Il en est des inventions scientifiques comme des révolutions artistiques : on aimerait qu’elles soient nées un beau jour du cerveau d’un homme génial et solitaire. Prenons l’évolution (des espèces). La légende pourrait affirmer qu’un jour, aux alentours de 1802, Jean-Baptiste de Monet, chevalier de Lamarck, professeur au Muséum d’histoire naturelle de Paris, ordinairement absorbé par la classification des invertébrés, fut pris d’une soudaine intuition. Si le regard du naturaliste consistait à partir des animaux les plus complexes pour arriver aux plus simples (les mollusques), n’était-ce pas parce que la nature avait procédé dans l’ordre inverse, du plus simple au plus parfait ? Ajoutez à cela que c’est par transformation – et non créations successives – des espèces que s’opère la progression, et le tour est joué : Lamarck, auteur en 1809 d’une Philosophie zoologique exposant les ci-devant intuitions, est le véritable inventeur de la théorie de l’évolution, aussi importante pour le monde vivant qu’a pu l’être, pour le monde inerte, celle d’Isaac Newton.

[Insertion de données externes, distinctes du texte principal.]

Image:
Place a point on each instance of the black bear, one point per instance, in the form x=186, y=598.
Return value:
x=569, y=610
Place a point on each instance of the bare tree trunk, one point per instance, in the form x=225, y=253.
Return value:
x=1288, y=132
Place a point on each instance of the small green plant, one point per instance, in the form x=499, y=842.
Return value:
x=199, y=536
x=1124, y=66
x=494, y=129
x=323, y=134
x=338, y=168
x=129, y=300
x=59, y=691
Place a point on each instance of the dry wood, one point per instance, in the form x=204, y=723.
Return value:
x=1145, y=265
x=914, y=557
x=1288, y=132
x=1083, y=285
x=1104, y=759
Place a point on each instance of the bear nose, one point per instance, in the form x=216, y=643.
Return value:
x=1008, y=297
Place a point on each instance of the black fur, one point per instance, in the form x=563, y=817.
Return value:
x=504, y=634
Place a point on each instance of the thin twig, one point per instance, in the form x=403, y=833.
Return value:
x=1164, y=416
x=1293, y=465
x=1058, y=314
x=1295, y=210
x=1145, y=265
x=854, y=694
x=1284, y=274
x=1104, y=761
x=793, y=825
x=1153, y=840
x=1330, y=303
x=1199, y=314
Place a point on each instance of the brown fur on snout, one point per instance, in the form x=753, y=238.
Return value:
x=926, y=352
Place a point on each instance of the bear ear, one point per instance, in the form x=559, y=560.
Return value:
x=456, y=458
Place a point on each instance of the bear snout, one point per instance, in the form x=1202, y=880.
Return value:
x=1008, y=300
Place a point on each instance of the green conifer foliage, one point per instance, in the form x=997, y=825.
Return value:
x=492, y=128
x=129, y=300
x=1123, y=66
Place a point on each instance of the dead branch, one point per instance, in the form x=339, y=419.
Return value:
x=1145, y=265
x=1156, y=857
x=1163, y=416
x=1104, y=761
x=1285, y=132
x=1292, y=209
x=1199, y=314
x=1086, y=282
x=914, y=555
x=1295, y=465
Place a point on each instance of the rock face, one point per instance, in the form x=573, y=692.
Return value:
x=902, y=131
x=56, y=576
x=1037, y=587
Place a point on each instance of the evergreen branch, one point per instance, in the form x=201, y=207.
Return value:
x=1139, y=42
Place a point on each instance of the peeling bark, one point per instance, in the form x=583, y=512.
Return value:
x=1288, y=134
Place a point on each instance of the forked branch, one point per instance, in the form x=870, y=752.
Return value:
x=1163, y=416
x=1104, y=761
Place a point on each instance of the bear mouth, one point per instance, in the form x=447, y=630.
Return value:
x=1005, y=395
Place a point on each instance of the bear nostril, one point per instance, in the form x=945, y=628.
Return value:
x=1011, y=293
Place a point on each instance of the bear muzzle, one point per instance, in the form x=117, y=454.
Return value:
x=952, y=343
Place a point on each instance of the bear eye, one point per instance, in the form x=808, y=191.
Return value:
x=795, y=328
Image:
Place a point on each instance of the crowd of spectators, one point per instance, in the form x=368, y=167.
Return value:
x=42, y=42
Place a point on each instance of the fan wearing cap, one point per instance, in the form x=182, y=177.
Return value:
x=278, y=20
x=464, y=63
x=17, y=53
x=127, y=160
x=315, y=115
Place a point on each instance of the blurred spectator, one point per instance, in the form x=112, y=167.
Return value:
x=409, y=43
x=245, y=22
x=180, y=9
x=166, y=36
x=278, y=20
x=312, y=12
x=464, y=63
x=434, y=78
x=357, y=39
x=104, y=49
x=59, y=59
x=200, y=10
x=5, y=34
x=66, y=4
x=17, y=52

Occulté par Cuvier, puis par Darwin
Mais ce n’est pas si simple. Lamarck, né au milieu du 18e siècle dans une famille de petite noblesse militaire, n’avait pas que des atouts dans sa manche : après une vie de sous-officier gagné à la République, il se trouva enseigner les invertébrés au siècle de la restauration monarchique et, malgré l’estime portée à ses travaux, n’eut jamais la faveur du pouvoir. Enfant, il avait refusé la carrière ecclésiastique ; adulte, il avançait une histoire de la vie inacceptable pour l’Église. L’opposition que rencontra sa thèse auprès de Georges Cuvier (1769-1832), très brillant naturaliste, son supérieur hiérarchique au Muséum, et futur ministre, fut un obstacle de taille à la reconnaissance publique de ses idées. Il ne faut toutefois pas exagérer : Lamarck eut ses partisans, dont le naturaliste Étienne Geoffroy Saint-Hilaire (1772-1844), et, si le débat entre « fixistes » et « transformistes » dura encore un demi-siècle, c’est que de bons arguments existaient de part et d’autre. En fait, comme on le sait, la victoire de l’évolutionnisme sera liée à l’acceptation par la communauté scientifique de la thèse de Charles Darwin (De l’origine des espèces, 1859), c’est-à-dire la sélection naturelle. Là encore, pas de chance pour Lamarck : amateur de courses en solitaire, Darwin n’aura de cesse de dénigrer les travaux de son précurseur, prétendant que l’idée lui venait de son grand-père, Érasme Darwin, et en aucun cas du naturaliste français.